The Festival has a 40th anniversary CD composed of favorite selections from the Ukrainian Pysanka Festival's most loved performers over its 40 year history. Check out the details at www.pysankafestival.com.  Gotta get there and check out the trade show booths - so many new entrepreneurs to discover - so many new Ukrainian ideas to bring home!!  


"Blahovist" was in Calgary June 30,2013

How fortunate for Calgarians!  "Good News" - the "Blahovist'" Choir of Toronto's Ukrainian Catholic Church of the Holy Protection shared the responses to the Divine Liturgy on Sunday, June 30th at St. Stephen Protomartyr Ukrainian Catholic Church 4903-45 Street S.W.  Calgarians welcomed time to worship together with friends and "odnodumtsi" from Toronto this weekend.  
The male and female church choir "Blahovist' was established in September 2008 at the Church Of The Holy Protection Ukrainian Catholic Church in Toronto by deacon Serhiy Danko. www.holyprotection.ca The youth choir is composed by, both professional and amateur musicians. Among the team members one can meet conductors, opera singers, graduates of various musical institutions, members of the famous Lviv choir ˮ Dudaryk ˮ, school teachers, students, programmers, drivers, etc. They all share the love of sacred music and the desire to sing the glory of God. The choir not only sings during the Divine Liturgy, but also takes part in the secular and religious events that take place among the Ukrainian community of Toronto.

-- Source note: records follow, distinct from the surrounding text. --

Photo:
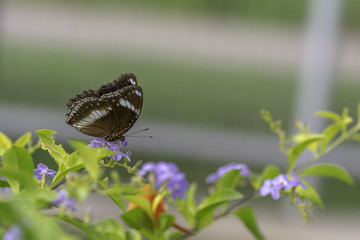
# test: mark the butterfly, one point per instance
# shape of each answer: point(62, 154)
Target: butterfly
point(108, 112)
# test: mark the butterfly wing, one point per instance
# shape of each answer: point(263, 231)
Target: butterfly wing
point(91, 115)
point(108, 112)
point(127, 104)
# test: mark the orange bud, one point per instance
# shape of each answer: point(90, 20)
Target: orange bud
point(150, 195)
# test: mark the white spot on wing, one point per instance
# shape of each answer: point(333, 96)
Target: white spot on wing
point(137, 92)
point(132, 81)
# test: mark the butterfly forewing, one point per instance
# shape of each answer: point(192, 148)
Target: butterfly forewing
point(108, 112)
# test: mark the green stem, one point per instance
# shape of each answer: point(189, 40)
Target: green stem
point(331, 146)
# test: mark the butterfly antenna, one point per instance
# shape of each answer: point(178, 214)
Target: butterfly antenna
point(142, 130)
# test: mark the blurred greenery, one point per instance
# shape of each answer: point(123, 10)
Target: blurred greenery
point(275, 11)
point(174, 92)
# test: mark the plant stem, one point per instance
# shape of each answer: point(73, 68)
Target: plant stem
point(331, 146)
point(62, 181)
point(223, 214)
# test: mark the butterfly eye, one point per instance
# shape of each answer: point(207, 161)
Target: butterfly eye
point(108, 112)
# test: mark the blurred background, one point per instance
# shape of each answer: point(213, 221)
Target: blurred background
point(207, 68)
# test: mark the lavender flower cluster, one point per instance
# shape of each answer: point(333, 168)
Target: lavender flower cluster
point(118, 148)
point(281, 182)
point(166, 174)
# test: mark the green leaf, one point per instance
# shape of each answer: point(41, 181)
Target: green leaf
point(23, 140)
point(90, 156)
point(37, 225)
point(187, 206)
point(297, 150)
point(4, 184)
point(18, 160)
point(165, 221)
point(142, 202)
point(247, 216)
point(110, 229)
point(56, 151)
point(18, 180)
point(329, 115)
point(329, 170)
point(116, 196)
point(205, 214)
point(222, 196)
point(87, 230)
point(5, 142)
point(310, 194)
point(138, 219)
point(63, 173)
point(229, 180)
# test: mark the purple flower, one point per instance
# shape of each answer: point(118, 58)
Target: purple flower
point(166, 174)
point(214, 177)
point(178, 185)
point(43, 170)
point(13, 233)
point(63, 200)
point(97, 143)
point(281, 182)
point(100, 143)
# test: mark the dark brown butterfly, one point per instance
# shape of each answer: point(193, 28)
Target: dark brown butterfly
point(108, 112)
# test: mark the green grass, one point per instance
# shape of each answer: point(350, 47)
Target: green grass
point(273, 11)
point(183, 93)
point(174, 91)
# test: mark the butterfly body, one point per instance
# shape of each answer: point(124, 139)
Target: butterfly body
point(108, 112)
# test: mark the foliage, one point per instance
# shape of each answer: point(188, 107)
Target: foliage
point(154, 187)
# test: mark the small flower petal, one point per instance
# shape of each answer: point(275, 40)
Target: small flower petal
point(13, 233)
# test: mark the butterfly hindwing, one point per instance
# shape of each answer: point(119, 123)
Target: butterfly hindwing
point(108, 112)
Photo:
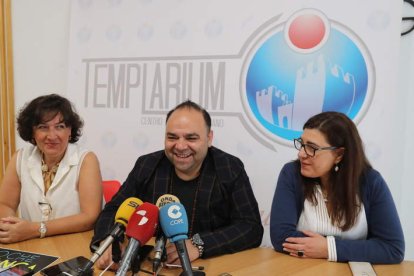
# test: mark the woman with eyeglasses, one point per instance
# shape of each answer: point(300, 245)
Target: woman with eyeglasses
point(51, 186)
point(330, 203)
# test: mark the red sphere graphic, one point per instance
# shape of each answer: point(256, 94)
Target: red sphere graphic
point(307, 31)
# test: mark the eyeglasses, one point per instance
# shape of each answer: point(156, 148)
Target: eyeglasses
point(310, 150)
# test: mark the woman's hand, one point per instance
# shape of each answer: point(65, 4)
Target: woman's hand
point(312, 246)
point(13, 229)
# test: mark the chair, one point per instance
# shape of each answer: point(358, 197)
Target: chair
point(110, 188)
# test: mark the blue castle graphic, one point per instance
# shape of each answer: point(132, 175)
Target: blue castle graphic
point(284, 88)
point(309, 96)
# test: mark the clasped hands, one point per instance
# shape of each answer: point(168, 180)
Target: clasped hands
point(312, 246)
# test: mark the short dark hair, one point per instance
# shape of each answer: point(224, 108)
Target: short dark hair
point(43, 109)
point(344, 191)
point(192, 105)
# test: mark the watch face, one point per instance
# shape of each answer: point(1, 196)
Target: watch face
point(197, 239)
point(42, 228)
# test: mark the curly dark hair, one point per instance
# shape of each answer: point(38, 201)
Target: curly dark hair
point(192, 105)
point(43, 109)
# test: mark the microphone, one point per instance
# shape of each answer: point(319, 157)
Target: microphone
point(141, 227)
point(160, 241)
point(122, 217)
point(174, 222)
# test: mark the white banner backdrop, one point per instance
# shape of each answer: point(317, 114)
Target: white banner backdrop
point(261, 68)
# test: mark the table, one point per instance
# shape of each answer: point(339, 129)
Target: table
point(257, 261)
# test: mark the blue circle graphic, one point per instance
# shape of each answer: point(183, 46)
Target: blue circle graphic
point(285, 87)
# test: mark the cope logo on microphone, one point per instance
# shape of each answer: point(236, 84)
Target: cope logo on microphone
point(144, 219)
point(174, 213)
point(133, 204)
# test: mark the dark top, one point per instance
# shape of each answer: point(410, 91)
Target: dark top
point(226, 209)
point(385, 239)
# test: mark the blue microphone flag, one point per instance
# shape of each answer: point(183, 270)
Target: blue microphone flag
point(174, 221)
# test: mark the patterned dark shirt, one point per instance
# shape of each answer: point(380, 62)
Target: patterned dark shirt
point(227, 213)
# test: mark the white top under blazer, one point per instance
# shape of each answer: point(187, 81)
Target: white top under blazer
point(63, 194)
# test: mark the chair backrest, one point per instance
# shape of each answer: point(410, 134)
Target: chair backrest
point(110, 188)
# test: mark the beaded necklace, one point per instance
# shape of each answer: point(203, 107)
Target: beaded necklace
point(48, 175)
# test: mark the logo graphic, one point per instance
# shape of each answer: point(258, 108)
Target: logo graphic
point(285, 72)
point(144, 219)
point(305, 66)
point(174, 212)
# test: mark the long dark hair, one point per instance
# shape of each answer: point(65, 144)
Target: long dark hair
point(192, 105)
point(43, 109)
point(344, 185)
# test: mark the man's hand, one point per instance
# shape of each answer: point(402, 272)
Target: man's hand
point(172, 255)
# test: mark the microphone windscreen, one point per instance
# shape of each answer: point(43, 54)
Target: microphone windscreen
point(165, 199)
point(174, 221)
point(126, 209)
point(143, 222)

The repertoire of the choir - Mykola Leontovich's Liturgy and Andriy Hnatyshyn, hymns and carols by Ukrainian composers of classical and contemporary authors, Lenten Canons, Andrew of Crete, Resurrection Matins with Canon Artem, Vedel, weddings, etc..

The conductor Olesya Konyk is a graduate of the Lviv Conservatory. Through her perseverance and efforts the choir is ever-expanding their repertoire. The young people come to the choir for liturgical singing and find like-minded people here, spending leisure time together, singing songs, enjoying time together.

Sorry that I missed it, so I am counting on my readers for more info.